A 5 star bench
Posted December 11, 2013
This bench has received many bad raps about assembly. First of all, the directions are worthless, but there are only 12 main parts that are easy to decide where they belong. I believe it had 24 dowels for connectors. If previous reviewers didn't have an understanding of gluing dowels, I can understand their problems. Never fill the hole with glue or you can't drive the dowel into the hole. Just put a thin lawyer of glue on the dowel and it is easily driven home. The pre-drilled hole pattern for the vices were perfect, however, the vices could easily be installed upside down which will cause a hole pattern problem. It took a total of 53 minutes to complete total assembly. And no, I don't work for Rockler, I almost didn't buy based on reviews so I wanted to set record straight.

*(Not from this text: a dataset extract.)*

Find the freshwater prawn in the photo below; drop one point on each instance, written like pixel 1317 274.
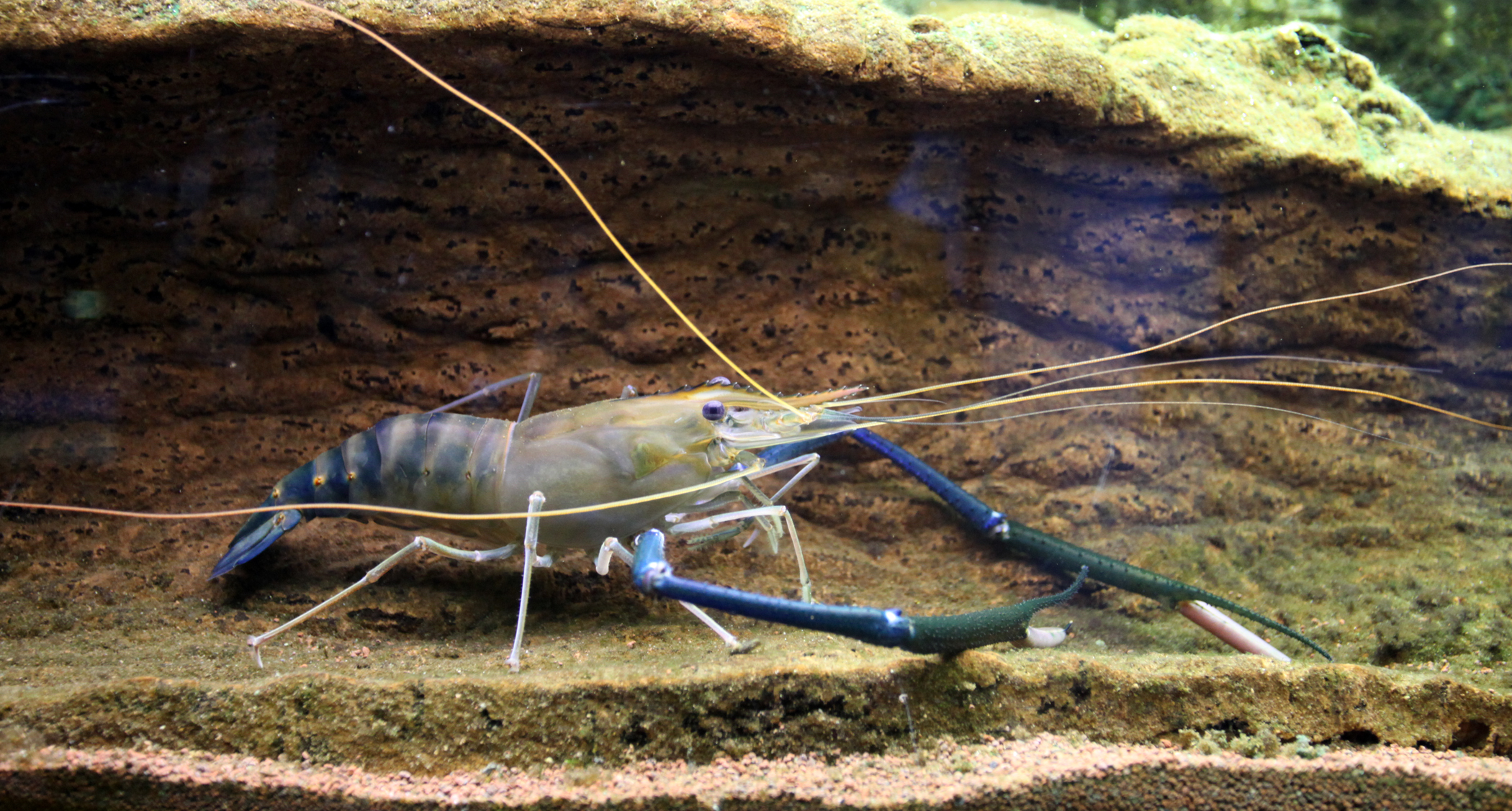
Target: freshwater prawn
pixel 573 520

I just finished assembling my Rockler...
Posted October 31, 2012
I just finished assembling my Rockler work bench. I was a little leery of it, after reading some of the reviews, but I was very happy with the finished product. All the holes lined up perfectly, no nightmarish doweling and drilling needed. The screwdriver trick worked, so thanks for that one, other reviewers. The top was a little rough but going over it with some 220 sandpaper smoothed it right out. I didn't keep track of how long it took me to put together because I was having so much fun. I bought the five foot table because I don't have much room, and I think it's going to be terrific in my space. The only thing I noticed was how noisy it is when you pound on it. Turns out it's the bottom shelf rattling around down there. I'll have to think about how to fix that.

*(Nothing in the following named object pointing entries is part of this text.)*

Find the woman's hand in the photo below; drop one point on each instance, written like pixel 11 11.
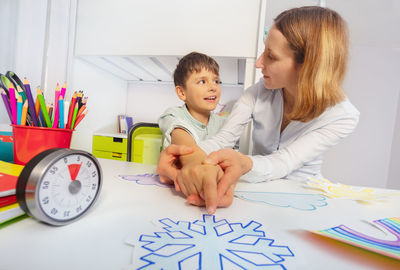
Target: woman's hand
pixel 200 181
pixel 234 164
pixel 167 168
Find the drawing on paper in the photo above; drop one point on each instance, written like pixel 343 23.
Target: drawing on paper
pixel 389 248
pixel 333 190
pixel 145 179
pixel 211 244
pixel 306 202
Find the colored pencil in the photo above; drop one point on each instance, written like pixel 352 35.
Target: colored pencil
pixel 79 99
pixel 80 111
pixel 71 110
pixel 5 81
pixel 80 118
pixel 43 108
pixel 63 89
pixel 56 112
pixel 24 113
pixel 49 108
pixel 31 104
pixel 19 109
pixel 6 103
pixel 13 103
pixel 61 110
pixel 21 93
pixel 74 115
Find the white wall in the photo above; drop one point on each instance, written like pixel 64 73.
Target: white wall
pixel 106 99
pixel 23 23
pixel 394 169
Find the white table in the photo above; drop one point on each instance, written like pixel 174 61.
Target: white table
pixel 125 208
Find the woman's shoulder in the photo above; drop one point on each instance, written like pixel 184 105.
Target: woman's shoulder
pixel 342 110
pixel 258 89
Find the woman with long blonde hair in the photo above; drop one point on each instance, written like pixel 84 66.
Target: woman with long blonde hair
pixel 298 109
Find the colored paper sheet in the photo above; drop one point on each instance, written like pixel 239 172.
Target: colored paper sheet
pixel 144 179
pixel 338 190
pixel 10 212
pixel 305 202
pixel 10 168
pixel 8 184
pixel 390 248
pixel 7 200
pixel 209 243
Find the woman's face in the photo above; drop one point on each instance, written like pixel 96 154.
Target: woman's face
pixel 277 63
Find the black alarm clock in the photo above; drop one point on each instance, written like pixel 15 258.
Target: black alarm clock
pixel 58 186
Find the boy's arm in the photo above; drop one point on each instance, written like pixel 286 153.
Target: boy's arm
pixel 196 178
pixel 181 136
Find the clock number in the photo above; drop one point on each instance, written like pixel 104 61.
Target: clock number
pixel 45 200
pixel 89 198
pixel 45 185
pixel 53 170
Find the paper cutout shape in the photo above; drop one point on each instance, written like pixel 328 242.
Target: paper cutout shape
pixel 307 202
pixel 386 247
pixel 145 179
pixel 343 191
pixel 211 244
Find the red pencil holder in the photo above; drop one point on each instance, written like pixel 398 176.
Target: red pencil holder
pixel 30 141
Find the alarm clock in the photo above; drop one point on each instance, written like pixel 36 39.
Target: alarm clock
pixel 59 185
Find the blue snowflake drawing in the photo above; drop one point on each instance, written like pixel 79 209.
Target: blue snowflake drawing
pixel 294 200
pixel 211 244
pixel 145 179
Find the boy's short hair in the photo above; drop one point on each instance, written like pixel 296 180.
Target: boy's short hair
pixel 193 62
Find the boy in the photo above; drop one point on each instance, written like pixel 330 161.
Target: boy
pixel 196 80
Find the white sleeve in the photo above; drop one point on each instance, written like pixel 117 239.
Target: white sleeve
pixel 304 149
pixel 230 132
pixel 168 122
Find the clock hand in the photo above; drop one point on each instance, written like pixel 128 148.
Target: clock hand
pixel 74 170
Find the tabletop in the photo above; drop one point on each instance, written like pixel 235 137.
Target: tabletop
pixel 138 224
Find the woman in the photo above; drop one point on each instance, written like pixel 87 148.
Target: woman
pixel 298 108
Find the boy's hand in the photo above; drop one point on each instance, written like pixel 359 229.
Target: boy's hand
pixel 166 168
pixel 225 200
pixel 201 180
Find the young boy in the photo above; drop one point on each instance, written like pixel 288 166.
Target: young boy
pixel 196 79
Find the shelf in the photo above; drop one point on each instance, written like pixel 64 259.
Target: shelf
pixel 160 68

Out of the box there was...
Posted July 4, 2012
Out of the box there was a minor abrasion on the edge of one end of the top. Some very slight sanding, and it blended in well. After laying out all the parts, I had no trouble in putting the bench together. There were a few problems with attaching the vise and vise blocks. The holes did not line up correctly on mounting the vise to the underside of the table. I did as suggested, and that was to glue some dowels into the holes, let it dry, and then cut off the ends of the dowels, and sand them flush with the underside. Then I could drill new holes. I didn’t know the quality of the Lag Screws that came with the kit, so I went to Tractor Supply to buy some new ones. The Lag Screws that came with the kit were 1 ¼ ” long, and the closest that I could find was 1 ½”.... a 1" Lag Screw would have been too short. To remedy the extra length, I added 3 washers to each Lag Screw. The thread size was ¼”. The pilot hole for a ¼” Lag in hardwood is 7/32”, so I carefully drilled the holes after marking them. I put a piece of tape around the drill bit at 7/8” of the bit, so that I wouldn’t go through the top. Lag screws cannot push through un-drilled hardwood, so I wanted to make sure that the pilot hole was long enough. The process worked well, I was careful not to over tighten the screws, which would have resulted in them stripping out. Some reviewers stated that they stripped out some of the Lag Screws, or sheared the head off accidentally. As far as mounting the wood blocks to the vises, I wanted the top of the block to be flat with the top of the workbench top, but the pre-drilled holes in the wood vise block did not line up to do that, so I positioned the block so that the pre-drilled holes were on the inside, then I could drill new holes in the block that would be flat with the top. That worked well. The pre-drilled holes on the inside of the vise aren’t obvious, so I was OK with that. I finished the top with 3 coats of Arm-R-Seal Oil & Urethane Topcoat that was recommended by an associate at the Rockler store, and it came out very well. I am very pleased with the bench, and it will give me many years of good use.